Hahn S, Buratowski S, Sharp P A, Guarente L
Department of Biology, Massachusetts Institute of Technology, Cambridge 02139.
EMBO J. 1989 Nov;8(11):3379-82. doi: 10.1002/j.1460-2075.1989.tb08501.x.
The yeast homolog of the mammalian RNA polymerase II general transcription factor TFIIA has been identified by complementation of a mammalian in vitro transcription system depleted for TFIIA. Like the mammalian factor, the yeast protein does not bind DNA, alters the size of the TFIID DNase I footprint at the adenovirus major late promoter, and forms specific TFIIA-TFIID-DNA complexes which are stable during electrophoresis in native acrylamide gels. The partially purified yeast factor was used to investigate its effect on the binding of TFIID to the major late promoter. Contrary to earlier models, we find that TFIIA does not significantly change the affinity or kinetics of TFIID binding, suggesting that it acts by altering the conformation of TFIID and/or by serving as a bridge between TFIID and the other general transcription factors.

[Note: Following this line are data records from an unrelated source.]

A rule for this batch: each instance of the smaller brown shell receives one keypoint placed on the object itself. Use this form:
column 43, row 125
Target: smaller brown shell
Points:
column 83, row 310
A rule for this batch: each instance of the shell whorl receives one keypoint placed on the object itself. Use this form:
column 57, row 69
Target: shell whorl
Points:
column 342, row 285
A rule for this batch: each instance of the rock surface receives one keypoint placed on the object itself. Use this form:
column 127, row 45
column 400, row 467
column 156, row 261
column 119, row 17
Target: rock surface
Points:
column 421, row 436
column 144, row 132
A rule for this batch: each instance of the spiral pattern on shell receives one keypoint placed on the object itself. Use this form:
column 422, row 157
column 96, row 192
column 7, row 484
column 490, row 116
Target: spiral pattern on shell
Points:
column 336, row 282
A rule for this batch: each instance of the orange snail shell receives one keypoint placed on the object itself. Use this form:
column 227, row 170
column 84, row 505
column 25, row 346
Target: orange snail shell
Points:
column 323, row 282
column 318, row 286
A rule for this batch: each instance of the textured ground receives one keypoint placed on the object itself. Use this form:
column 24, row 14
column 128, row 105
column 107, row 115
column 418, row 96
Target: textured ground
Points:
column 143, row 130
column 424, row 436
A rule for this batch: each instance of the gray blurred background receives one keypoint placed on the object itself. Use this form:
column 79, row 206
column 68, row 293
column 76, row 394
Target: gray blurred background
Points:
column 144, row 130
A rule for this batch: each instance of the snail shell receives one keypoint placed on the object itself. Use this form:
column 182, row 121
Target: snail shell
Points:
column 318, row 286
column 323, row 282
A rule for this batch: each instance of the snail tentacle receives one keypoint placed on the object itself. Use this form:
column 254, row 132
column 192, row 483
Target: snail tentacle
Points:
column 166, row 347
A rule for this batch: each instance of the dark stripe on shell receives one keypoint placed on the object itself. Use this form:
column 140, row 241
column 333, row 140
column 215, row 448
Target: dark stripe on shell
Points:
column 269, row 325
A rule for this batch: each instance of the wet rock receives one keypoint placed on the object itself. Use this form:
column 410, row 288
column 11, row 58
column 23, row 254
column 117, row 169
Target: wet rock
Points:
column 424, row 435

通过对缺乏TFIIA的哺乳动物体外转录系统进行互补,已鉴定出哺乳动物RNA聚合酶II通用转录因子TFIIA的酵母同源物。与哺乳动物因子一样,酵母蛋白不结合DNA,可改变腺病毒主要晚期启动子处TFIID的DNA酶I足迹大小,并形成特定的TFIIA-TFIID-DNA复合物,该复合物在天然丙烯酰胺凝胶电泳过程中是稳定的。利用部分纯化的酵母因子来研究其对TFIID与主要晚期启动子结合的影响。与早期模型相反,我们发现TFIIA不会显著改变TFIID结合的亲和力或动力学,这表明它通过改变TFIID的构象和/或作为TFIID与其他通用转录因子之间的桥梁来发挥作用。